Insider's Tip: Rub the Picasso statue on his head—locals believe it will help his creativity rub off on you!
5. Picasso Museum
Speaking of Picasso, his namesake museum is definitely worth a visit. For €12, you can see three floors filled with pieces from his formative years. As you make your way through the museum, you'll learn about Picasso's early life in Malaga and how his experiences affected his art.
I suggest taking the audio guide, which is included in your entrance ticket, to get to know this legendary artist a little bit better.
Insider’s Tip: Don’t forget about the basement of the Picasso Museum. There's no art here, but there are some pretty fascinating ancient ruins.
6. Gibralfaro Castle
Located on a steep hill near Malaga's city center, Gibralfaro Castle promises spectacular views. The Moors built the castle for defensive purposes—hence its prime location—and today you can enjoy the scenery from the high defensive walls as you walk around them.
If you want to imagine the castle in its full former glory, in the middle of the fortress you'll find a small museum with weapons and armor that the soldiers used on the battlefield.
The entry fee is just €3.50—or you can buy a combined ticket for the Alcazaba and Gibralfaro Castle for €5.50 (saving you €1.50).
Insider’s Tip: As you walk up to Gibralfaro, you'll come across an amazing viewpoint. Don’t forget to take a little break to snap some great pictures.
7. Plaza de la Constitución
Malaga's heart lies in Plaza de la Constitución, a beautiful square surrounded by grand buildings and palm trees.
At the edge of this central square you'll see huge newspapers printed directly into the ground. These are copies of the papers that were printed on the first day of the Spanish democracy—and the reason why it's called "Constitution Square" today.
8. Malaga Park
If you want to relax and cool off a bit, head for the Parque de Malaga. This beautiful little green space runs right along the harbor for 300 meters. It's home to plants and trees from all over the world—basically a free botanical garden!
There are lots of fountains, statues, and benches where you can sit down and relax, making it the perfect place to chill out on a hot summer day.
Read More: 10 Days in Malaga
9. Muelle Uno
Malaga is a quickly evolving city, and in 2011 its port area was rejuvenated with the creation of Muelle Uno. Here you can shop at one of the many hip stores, sit down at a great restaurant, or simply enjoy the view from the other side of the city center.

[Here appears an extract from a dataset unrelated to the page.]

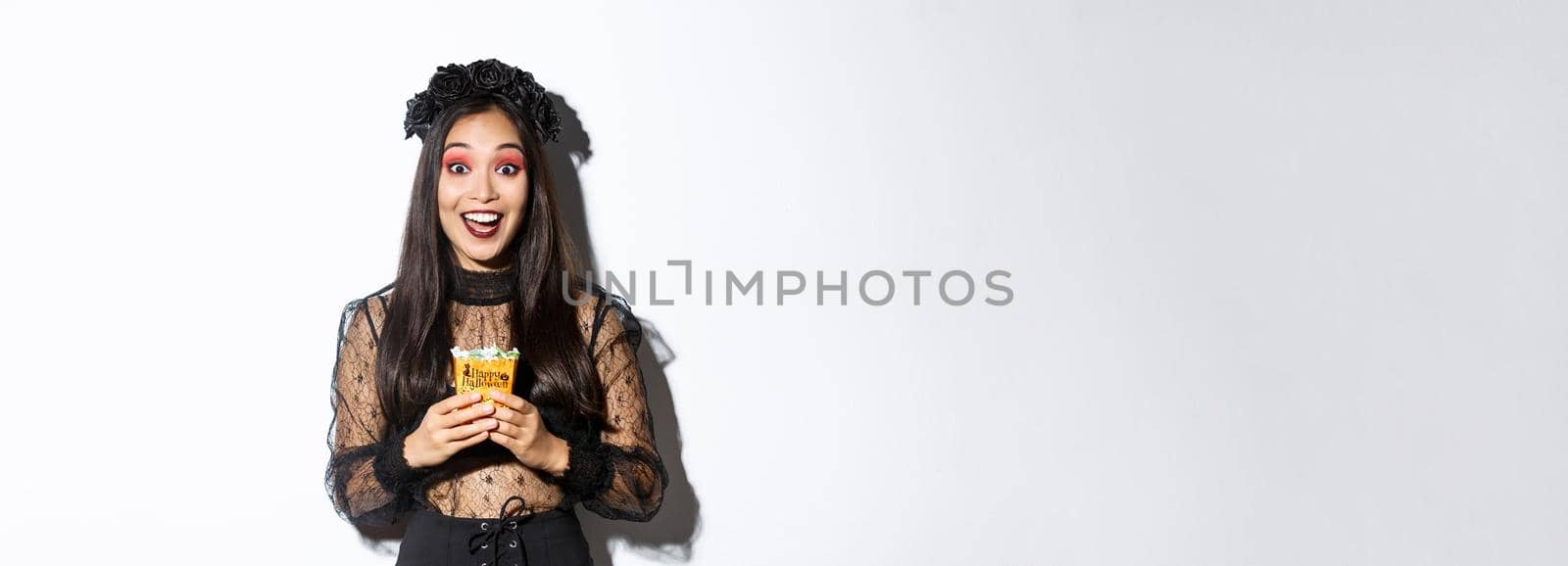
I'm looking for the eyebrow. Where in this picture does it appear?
[441,141,522,152]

If art is your calling, Malaga’s Centre Pompidou is located nearby, with its brightly colored exterior bringing even more personality to this modern part of town.
10. La Malagueta Beach
No trip to the Costa del Sol would be complete without visiting the beach, but you don't have to go far to find it. And with 330 days of sun every year, Malaga is the perfect destination for sunbathing, swimming, or simply taking a walk.
Head down to Playa de la Malagueta, where you'll find chiringuitos (beach bars and restaurants) where you can have a drink or a bite to eat while taking in the breezy sea air.

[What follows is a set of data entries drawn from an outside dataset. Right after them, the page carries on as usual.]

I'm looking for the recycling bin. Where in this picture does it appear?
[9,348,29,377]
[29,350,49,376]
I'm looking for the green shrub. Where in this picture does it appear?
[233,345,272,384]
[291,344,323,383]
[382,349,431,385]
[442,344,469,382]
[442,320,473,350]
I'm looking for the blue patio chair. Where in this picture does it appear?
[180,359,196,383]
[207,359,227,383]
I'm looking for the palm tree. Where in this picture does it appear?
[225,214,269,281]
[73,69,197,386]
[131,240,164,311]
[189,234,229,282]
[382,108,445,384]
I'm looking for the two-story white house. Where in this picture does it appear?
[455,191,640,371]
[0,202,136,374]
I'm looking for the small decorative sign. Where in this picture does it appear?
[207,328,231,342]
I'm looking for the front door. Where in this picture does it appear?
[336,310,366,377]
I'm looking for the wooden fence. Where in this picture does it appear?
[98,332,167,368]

See Also: The ultimate guide to the best beaches in Malaga (and beyond!)
Things to See in Malaga FAQs
Malaga's biggest claim to fame is probably Pablo Picasso, who was born here in 1881. The Picasso Museum is one of the best things to see in Malaga, allowing you to get to know the artist and his many masterpieces. You can also visit his birth house in Plaza de la Merced.
Calle Larios is the most famous shopping street in Malaga. This wide pedestrian avenue is lined with shops and always full of life. It's also within easy walking distance of many of the city's top sights, thanks to its location in the historic center.
There are so many places to go in Malaga, from the historic cathedral, grand Alcazaba, and imposing Gibralfaro Castle to the modern Muelle Uno, peaceful Malaga Park, and iconic beach of La Malagueta. I suggest choosing a few of the top things to see, depending on your interests, and designing your itinerary around them.